Dans les reproches qui précèdent, attendu qu'un grand nombre de fidèles ne les méritaient pas, il débute autrement : « Je vous loue de ce que vous vous souvenez de moi en toutes choses » ; ici, au contraire : « Mais je ne puis vous louer en ce que je vais vous dire ». Aussi n'exprime-t-il pas ce reproche aussitôt après la réprimande contre ceux qui mangeaient des viandes consacrées aux idoles; comme son langage devait être sévère, l'apôtre intercale ses réflexions sur la chevelure, pour rompre la suite des accusations véhémentes, pour que son discours ne paraisse pas trop violent.
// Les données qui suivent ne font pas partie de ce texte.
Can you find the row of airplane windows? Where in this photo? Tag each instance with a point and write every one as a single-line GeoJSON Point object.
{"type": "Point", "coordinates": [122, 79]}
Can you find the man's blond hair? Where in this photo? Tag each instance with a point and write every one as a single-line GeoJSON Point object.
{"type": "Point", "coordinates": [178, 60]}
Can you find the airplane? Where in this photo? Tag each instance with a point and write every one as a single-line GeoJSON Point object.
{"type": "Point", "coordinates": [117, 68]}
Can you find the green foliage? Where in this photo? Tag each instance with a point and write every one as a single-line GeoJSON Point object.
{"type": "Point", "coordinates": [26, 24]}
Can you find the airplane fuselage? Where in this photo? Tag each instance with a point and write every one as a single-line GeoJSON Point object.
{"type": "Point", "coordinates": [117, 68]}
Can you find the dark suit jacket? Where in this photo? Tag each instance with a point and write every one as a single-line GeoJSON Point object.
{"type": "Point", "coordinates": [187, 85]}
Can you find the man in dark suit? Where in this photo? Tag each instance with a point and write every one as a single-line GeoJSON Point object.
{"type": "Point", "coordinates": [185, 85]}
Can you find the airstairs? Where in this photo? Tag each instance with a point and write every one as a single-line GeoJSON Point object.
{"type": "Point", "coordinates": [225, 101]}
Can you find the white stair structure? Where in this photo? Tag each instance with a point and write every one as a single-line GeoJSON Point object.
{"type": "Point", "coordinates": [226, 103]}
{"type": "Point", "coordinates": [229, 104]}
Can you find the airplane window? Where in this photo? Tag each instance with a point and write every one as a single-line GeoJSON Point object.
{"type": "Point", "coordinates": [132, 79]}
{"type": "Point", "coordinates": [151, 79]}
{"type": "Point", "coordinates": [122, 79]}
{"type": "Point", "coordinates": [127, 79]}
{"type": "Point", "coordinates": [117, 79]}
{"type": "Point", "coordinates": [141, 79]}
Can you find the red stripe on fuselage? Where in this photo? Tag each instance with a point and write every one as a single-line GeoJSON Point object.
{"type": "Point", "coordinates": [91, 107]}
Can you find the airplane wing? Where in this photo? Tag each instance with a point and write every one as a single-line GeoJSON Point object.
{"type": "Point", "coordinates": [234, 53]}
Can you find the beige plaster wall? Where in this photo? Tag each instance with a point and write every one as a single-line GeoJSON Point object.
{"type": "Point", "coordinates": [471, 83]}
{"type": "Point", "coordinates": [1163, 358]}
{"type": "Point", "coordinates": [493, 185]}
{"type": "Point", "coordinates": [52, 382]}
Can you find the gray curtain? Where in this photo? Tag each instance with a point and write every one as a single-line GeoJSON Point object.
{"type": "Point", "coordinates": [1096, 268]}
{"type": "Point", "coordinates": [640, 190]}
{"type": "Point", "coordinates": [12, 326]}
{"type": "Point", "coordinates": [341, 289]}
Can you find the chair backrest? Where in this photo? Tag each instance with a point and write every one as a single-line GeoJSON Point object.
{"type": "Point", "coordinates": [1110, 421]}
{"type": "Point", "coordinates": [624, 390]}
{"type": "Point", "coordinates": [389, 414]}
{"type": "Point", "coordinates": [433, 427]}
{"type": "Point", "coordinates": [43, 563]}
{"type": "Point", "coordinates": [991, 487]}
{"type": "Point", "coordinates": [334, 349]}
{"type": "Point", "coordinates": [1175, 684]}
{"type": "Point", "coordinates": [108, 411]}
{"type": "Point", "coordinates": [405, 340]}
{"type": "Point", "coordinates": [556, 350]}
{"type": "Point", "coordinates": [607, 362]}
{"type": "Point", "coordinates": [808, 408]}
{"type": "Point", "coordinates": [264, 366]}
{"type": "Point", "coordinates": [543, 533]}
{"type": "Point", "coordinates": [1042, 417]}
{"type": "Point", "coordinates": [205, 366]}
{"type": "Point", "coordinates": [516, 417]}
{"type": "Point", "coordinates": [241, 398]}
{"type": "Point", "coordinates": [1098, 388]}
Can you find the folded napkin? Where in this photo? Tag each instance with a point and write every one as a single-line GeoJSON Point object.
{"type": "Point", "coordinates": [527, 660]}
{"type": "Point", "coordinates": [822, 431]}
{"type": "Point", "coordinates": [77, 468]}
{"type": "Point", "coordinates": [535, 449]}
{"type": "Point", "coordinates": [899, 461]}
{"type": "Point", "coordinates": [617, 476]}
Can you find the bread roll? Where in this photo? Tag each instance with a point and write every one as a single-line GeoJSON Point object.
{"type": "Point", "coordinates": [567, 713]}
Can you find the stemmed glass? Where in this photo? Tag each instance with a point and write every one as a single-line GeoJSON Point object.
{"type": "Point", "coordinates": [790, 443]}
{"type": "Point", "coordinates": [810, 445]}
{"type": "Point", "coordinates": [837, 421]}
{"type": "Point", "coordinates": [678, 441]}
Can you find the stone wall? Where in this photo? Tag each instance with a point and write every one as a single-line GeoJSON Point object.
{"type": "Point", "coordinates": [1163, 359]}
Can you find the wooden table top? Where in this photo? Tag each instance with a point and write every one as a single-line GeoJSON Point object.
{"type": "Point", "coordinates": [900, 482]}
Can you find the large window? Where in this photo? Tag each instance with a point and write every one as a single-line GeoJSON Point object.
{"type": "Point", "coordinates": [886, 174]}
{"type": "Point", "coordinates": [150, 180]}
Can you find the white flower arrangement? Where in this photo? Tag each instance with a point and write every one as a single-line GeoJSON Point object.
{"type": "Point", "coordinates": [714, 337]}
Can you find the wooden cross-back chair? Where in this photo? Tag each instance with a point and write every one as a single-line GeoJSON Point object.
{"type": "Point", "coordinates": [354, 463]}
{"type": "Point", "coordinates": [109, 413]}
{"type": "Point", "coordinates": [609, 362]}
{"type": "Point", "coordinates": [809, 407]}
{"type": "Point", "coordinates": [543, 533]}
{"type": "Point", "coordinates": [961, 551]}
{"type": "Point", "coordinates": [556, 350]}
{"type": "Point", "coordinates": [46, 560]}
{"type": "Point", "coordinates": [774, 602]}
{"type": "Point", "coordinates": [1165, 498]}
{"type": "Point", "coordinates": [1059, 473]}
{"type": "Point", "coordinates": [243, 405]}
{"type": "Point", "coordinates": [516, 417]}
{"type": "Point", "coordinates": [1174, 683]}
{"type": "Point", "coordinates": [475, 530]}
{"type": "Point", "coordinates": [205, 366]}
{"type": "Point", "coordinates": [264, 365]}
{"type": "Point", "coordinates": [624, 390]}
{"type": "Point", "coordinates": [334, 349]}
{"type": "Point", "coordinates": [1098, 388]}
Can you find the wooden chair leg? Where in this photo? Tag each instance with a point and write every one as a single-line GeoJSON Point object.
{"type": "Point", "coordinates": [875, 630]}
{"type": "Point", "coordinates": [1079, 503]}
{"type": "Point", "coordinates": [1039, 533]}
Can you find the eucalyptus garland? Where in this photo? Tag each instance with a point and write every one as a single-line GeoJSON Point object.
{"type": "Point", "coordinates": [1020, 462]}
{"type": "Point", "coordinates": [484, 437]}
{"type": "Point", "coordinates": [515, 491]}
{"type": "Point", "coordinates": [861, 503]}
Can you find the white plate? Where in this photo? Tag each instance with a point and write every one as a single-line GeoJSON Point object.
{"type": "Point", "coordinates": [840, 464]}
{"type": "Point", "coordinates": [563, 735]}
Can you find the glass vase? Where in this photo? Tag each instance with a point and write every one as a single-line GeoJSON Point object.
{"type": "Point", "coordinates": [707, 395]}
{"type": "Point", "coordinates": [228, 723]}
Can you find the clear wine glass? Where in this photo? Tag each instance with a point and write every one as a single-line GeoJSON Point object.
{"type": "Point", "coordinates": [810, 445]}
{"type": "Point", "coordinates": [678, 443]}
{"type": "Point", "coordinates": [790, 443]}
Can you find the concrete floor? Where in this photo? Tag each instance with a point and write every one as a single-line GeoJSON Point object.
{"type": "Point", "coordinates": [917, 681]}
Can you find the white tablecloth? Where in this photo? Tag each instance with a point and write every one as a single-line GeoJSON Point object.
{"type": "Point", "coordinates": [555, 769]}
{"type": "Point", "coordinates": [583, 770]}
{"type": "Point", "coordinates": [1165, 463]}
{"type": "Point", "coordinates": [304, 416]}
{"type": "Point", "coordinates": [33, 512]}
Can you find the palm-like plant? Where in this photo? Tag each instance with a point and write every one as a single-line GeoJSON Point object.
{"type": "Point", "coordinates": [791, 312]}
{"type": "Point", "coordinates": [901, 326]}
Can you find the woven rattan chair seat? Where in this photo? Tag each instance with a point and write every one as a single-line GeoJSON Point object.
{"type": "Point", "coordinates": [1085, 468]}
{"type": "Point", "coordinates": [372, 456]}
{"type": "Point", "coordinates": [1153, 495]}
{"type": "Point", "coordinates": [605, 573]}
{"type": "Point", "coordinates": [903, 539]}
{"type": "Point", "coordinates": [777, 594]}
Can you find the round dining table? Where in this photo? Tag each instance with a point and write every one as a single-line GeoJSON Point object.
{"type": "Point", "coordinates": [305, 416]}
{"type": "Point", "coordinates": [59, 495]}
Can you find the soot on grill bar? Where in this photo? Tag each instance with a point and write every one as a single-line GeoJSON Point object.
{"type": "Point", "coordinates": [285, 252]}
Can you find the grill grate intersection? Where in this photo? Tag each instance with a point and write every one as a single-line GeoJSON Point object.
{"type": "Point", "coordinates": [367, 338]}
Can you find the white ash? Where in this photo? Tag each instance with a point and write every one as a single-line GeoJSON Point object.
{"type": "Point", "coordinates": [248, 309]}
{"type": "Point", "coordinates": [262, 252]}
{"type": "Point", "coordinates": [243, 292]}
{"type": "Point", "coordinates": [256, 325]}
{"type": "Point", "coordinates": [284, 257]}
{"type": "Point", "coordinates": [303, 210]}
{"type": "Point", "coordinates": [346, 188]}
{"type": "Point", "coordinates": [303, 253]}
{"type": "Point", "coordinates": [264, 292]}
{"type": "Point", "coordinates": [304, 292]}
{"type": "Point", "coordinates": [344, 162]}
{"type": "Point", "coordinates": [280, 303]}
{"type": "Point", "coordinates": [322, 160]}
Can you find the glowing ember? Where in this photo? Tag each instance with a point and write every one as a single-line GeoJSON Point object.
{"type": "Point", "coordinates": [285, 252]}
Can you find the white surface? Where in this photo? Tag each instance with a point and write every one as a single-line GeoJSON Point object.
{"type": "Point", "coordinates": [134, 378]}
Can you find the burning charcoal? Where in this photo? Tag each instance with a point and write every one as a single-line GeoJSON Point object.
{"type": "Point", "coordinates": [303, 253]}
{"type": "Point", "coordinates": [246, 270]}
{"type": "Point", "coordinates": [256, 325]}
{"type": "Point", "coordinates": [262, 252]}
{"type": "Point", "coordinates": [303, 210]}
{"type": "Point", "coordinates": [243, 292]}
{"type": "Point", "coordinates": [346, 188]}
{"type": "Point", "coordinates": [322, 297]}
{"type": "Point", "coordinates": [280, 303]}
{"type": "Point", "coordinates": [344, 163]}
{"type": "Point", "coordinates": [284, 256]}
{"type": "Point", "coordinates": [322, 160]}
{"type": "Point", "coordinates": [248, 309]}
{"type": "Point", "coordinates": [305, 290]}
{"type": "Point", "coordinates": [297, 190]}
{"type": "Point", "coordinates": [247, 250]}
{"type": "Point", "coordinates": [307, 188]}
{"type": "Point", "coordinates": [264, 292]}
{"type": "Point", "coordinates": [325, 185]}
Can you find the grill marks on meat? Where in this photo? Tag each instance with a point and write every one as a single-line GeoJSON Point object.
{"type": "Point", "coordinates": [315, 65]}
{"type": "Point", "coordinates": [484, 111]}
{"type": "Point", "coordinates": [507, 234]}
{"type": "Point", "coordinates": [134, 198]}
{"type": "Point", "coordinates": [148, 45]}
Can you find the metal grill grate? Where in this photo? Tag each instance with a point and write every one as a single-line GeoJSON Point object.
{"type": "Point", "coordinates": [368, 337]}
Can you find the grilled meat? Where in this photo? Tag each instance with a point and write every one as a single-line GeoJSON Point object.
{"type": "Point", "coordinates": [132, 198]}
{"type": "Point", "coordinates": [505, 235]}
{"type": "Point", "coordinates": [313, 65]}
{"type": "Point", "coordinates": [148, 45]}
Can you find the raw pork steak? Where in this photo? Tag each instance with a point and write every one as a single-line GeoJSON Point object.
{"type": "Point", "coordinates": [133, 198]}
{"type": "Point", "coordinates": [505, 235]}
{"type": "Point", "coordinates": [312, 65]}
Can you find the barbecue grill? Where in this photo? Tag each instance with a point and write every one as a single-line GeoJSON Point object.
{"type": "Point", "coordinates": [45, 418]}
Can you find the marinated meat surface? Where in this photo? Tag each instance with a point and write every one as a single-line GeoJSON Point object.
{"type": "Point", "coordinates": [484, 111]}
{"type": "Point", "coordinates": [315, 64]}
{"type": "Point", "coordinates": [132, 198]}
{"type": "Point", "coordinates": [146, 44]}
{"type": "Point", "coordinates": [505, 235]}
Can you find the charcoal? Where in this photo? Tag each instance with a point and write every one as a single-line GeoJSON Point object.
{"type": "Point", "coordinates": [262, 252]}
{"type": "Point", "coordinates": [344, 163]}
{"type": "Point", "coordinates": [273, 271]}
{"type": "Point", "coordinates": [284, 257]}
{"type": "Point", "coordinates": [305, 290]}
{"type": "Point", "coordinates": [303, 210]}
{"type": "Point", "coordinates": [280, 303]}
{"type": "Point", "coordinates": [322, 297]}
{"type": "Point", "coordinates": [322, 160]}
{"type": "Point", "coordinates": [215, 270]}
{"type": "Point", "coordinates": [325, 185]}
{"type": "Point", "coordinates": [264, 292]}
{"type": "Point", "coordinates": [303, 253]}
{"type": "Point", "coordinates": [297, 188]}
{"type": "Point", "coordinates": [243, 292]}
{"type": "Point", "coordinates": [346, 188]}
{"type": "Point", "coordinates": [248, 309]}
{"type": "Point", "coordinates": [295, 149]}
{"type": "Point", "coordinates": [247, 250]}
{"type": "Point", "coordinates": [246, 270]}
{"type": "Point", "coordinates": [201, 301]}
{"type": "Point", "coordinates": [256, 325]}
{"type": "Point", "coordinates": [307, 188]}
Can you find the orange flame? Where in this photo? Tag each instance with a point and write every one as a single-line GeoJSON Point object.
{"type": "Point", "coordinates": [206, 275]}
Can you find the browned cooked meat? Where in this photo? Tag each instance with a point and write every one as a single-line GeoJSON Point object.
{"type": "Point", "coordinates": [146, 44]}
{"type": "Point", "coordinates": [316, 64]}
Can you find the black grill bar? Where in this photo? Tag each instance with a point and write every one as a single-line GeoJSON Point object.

Il revient ensuite à la réprimande forte et vive, et il dit : « Mais je ne puis vous louer en ce que je vais vous dire ». Qu'est-ce donc ? c'est ce dont je vais vous parler. Que signifie ce : « Je ne puis vous louer en ce que je vais dire? » Je ne comprends pas, dit-il, que vous me forciez à vous donner un semblable conseil; je ne puis vous louer de voir qu'il vous faille une pareille leçon, que vous ayez besoin en cela de mes avertissements. Voyez-vous comme il montre, dès le début, l'inconvenance de ce qui se passe? En effet, quand le pécheur n'a pas besoin d'avertissement pour éviter le péché, le péché semble indigne de pardon. Et pourquoi ne pouvez-vous pas clous louer? « Parce que vos assemblées vous nuisent, au lieu de vous servir », dit-il; c'est-à-dire, parce que vous n'avancez pas dans la vertu. Quand vous devriez vous améliorer, brûler de plus en plus du désir de faire des progrès, vous avez affaibli un usage autrefois en vigueur, et vous l'avez affaibli à tel point que vous avez besoin de mes exhortations pour retourner à l'ancienne règle. Ensuite, ne voulant pas avoir l'air de parler seulement en faveur des pauvres, il ne se presse pas de discourir sur les tables ; sa réprimande pourrait être méprisée ; il cherche l'expression la plus puissante, la plus propre à inspirer une grande terreur : que dit-il ? « Premièrement, j'apprends que , lorsque vous vous assemblez dans l'église, il y a des schismes parmi vous (18) ». Il ne dit pas . J'apprends que vous ne mangez pas en commun, j'apprends que vous mangez en votre particulier, et non pas avec les pauvres; il dit ce qui devait le plus secouer les esprits; il prononce le mot de schisme ; le schisme était, en effet, la cause de ce désordre; et il rappelle encore ce dont il avait parlé au commencement de son épître, et qui lui avait été annoncé par ceux de la maison de Chloé. « Et je le crois en partie ».